Ostentazione nel mostrare l’errore
Immagini sottosopra promettono fin da subito uno stile particolarmente curato, che ben presto diverrà solo una falsa illusione. Falsa come il potere femminile che viene ostentato per tutta la durata. Un concetto che oggi cavalca le onde sociali ma che qui viene travisato. Sembra che l’indipendenza sessuale diventi, di punto in bianco, il simbolo di un’ideale giusto, quello che pone la donna libera. Il potere di scelta, la decisione di trasgredire, il sentirsi liberi di lasciarsi andare a perversioni senza più il limite mentale che ci opprimeva prima, non significa essere padroni di se stessi o almeno non è così quando si va a ledere una famiglia intera.
Babygirl insiste su questo concetto, lo fa costantemente fino ad esplodere sul finale, con uno scambio di battute patetico e forzatamente femminista (nel senso instabile del termine). Sia ben chiaro, Babygirl non dice che sia giusto tutto questo o che la protagonista non stia commettendo un errore nei confronti della famiglia, ma tra le righe veicola il messaggio “nella vita si sbaglia, l’importante è capire e ristabilire gli equilibri” e così facendo procede indisturbato.

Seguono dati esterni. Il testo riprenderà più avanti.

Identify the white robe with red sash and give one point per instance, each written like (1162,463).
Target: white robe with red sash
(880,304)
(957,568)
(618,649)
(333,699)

Basterebbe parlare per risolvere i problemi
“Prima di pretendere l’orgasmo prova solo ad amarti” cantava Irene Grandi, ma probabilmente Halina Reijn non l’ha mai ascoltata. Ecco perché l’esibizione sessuale che fin dalla prima sequenza ci viene posta davanti agli occhi, ci dice immediatamente il contrario. La soddisfazione fisica è essenziale e se il tuo partner, inconsapevole, non è in grado di dartela, allora fai da sola o meglio vai con altri.
In questo accozzamento di morali distorte, dove Cinquanta sfumature di grigio incontra giusto un pizzico di raffinatezza in più, la figura della donna ne esce sconfitta. Lo spirito in controtendenza di Babygirl sorprende e intimorisce. Nessun problema economico all’orizzonte della nostra protagonista, nessun ostacolo visibile, un marito grandioso e due figlie amorevoli. Il grande villan della storia è l’incomunicabilità.
Uno dei grossi problemi della nostra società, un feroce e troppo spesso accantonato scoglio facilmente superabile. Che sia con uno specialista o anche semplicemente in famiglia, basterebbe aprire la bocca e condividere ciò che non va. Ecco perché questo film non funziona, perché punta a mostrare dettagli scabrosi per cercare la facile chiacchiera, avendo però la sfacciataggine e la supponenza di voler fare la morale, di rappresentare qualcosa che dovrebbe smuovere le menti. E accecato dalla sua superficiale copertina deraglia verso un’etica sottosopra.